Look for the “elbow” in the bar chart. Components past the elbow add little variance and probably represent noise. The suggested number tries to capture the elbow automatically.

Scores plot

Scatter plot of your samples projected onto the principal components. Each point is one spectrum.
ControlDescription
X axisPick which PC is on the horizontal axis (PC1 by default)
Y axisPick which PC is on the vertical axis (PC2 by default)
Colour byColor points by a property to spot correlations
When you colour by a property:
  • Continuous properties produce a blue → red gradient (low to high)
  • Categorical properties use a fixed palette (one color per category)
If samples cluster in the scores plot when coloured by a property, that property is correlated with spectral variance. This is a strong signal that you can build a model for it.

Loadings plot

Line chart showing how much each wavelength contributes to a given component. Pick which PC to view from the dropdown. Peaks and troughs in the loadings indicate the wavelengths that drive that component’s variance. If PC1’s loadings have a strong peak at, say, 1450 nm, that wavelength is dominant in the largest source of variance in your data.

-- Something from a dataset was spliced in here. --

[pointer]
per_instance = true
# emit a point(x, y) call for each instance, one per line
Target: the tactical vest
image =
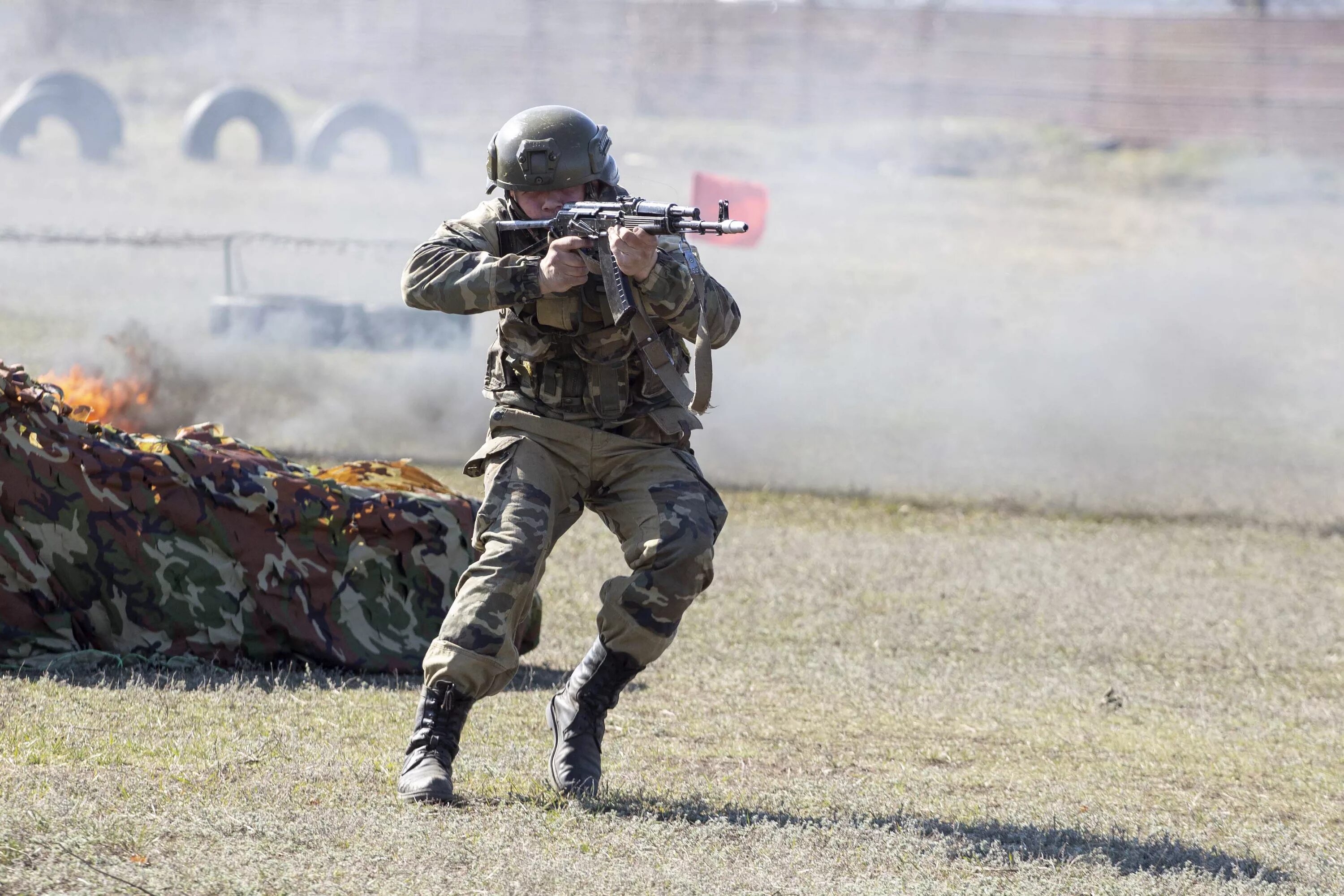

Outlier detection (T² vs Q residuals)

Scatter plot with Hotelling T² on the x-axis and Q residuals on the y-axis. Each point is a spectrum. Two threshold lines (red) mark statistical limits.
RegionMeaning
Inside both thresholdsNormal sample
Above Q thresholdSpectrum has unusual features the model didn’t capture
Right of T² thresholdSpectrum is at the extremes of the modelled space
Above bothStrong outlier candidate
PCA run detail showing scree plot, scores plot, loadings, and outlier detection
Points are coloured:
  • Green: inside both thresholds
  • Orange: one threshold exceeded
  • Red: both thresholds exceeded
The badge above the chart shows the count of outliers vs total samples.
Click an outlier to identify which sample it is. Investigate the original spectrum and the lab notes for that sample. Common causes: contaminated sample, instrument error during measurement, wrong sample loaded by mistake.

Iterating

PCA results often suggest changes:
ObservationWhat to try next
Strong outliersArchive those spectra, run again
First component captures most varianceTry a stronger preprocessing (SNV, derivatives)
No structure visible in scoresAdd more samples or check property coverage
Property gradient visibleYou’re ready to try an experiment
Each new run is saved alongside the others in the same analysis. Use Comparing runs to put multiple runs side by side.